This skill captures proven architecture patterns for efficient ML data pipelines using Polars, Apache Arrow, and ClickHouse. It explains decision criteria, zero-copy data flows, lazy evaluation, and scalable PyTorch integration to reduce memory use and speed up ETL and training. The guidance is practical, migration-ready, and focused on production constraints.

How this skill works

I describe when to prefer Polars over Pandas and how to wire Arrow-backed transfers from ClickHouse into Polars for minimal copies. The patterns include Arrow stream ingestion, lazy scan APIs, Parquet batch flows, and a memory-efficient bridge into PyTorch DataLoaders.
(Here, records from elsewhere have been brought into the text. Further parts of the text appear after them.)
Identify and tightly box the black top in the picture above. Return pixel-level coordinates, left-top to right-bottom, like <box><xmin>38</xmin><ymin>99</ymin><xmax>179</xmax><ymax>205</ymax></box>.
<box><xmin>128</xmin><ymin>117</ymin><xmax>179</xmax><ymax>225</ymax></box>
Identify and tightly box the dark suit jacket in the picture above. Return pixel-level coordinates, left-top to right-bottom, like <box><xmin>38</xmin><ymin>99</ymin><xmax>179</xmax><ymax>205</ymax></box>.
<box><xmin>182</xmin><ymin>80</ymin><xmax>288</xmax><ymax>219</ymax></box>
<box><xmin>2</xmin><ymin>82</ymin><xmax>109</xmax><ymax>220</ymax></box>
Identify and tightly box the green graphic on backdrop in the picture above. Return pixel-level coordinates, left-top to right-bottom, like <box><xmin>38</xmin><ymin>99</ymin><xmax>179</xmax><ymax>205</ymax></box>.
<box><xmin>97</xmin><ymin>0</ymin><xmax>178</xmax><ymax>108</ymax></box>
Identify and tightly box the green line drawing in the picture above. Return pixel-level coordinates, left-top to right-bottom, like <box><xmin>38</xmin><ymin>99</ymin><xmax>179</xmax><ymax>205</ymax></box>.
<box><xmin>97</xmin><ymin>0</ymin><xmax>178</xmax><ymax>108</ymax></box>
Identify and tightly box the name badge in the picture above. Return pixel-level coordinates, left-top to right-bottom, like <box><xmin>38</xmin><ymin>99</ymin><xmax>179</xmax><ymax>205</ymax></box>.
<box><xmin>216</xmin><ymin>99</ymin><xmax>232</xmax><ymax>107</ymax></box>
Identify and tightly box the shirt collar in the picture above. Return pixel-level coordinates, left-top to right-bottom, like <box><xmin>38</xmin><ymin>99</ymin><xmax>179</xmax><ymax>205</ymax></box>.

I also cover schema validation, benchmarks, migration steps, and anti-patterns to avoid common traps.

When to use it

  • Choosing Polars vs Pandas based on dataset size and operation type
  • Building zero-copy pipelines from ClickHouse into ML training
  • Optimizing memory and throughput for >1M-row datasets
  • Converting batch jobs to lazy, predicate-pushed pipelines
  • Feeding large datasets into PyTorch without loading full dataset into RAM

Best practices

  • Prefer Polars for >1M rows and heavy group-by or join workloads
  • Use ClickHouse → ArrowStream → pl.from_arrow for zero-copy ingestion
  • Compose transformations with pl.scan_* and call .collect() only at the end
  • Validate schemas early and fail-fast with clear error messages
  • Avoid round-tripping to pandas; keep data in Arrow/Polars to prevent extra copies

Example use cases

  • Stream large ClickHouse result sets into a Polars-backed training pipeline with 1.2x peak memory
  • Migrate a Pandas-based ETL to Polars using Arrow transfer and lazy scans to cut runtime by 5–10x
  • Serve batches to PyTorch using a PolarsDataset that slices an Arrow table for per-row access
  • Export reproducible batch inputs to Parquet, process lazily, and apply predicate pushdown
  • Implement schema-driven feature validation with Pydantic before model training

FAQ

When should I still use Pandas?

Use Pandas for small datasets (<1M rows), or when you rely on a Pandas-only ecosystem like certain scikit-learn utilities.

How do I ensure zero-copy from ClickHouse to tensors?

Stream results as Arrow, convert to Polars with pl.from_arrow, select features and call .to_numpy() then torch.from_numpy() to avoid intermediate copies.

What are the common causes of Arrow conversion failures?

Unsupported object-typed columns or mixed types; convert those columns to native types before Arrow serialization.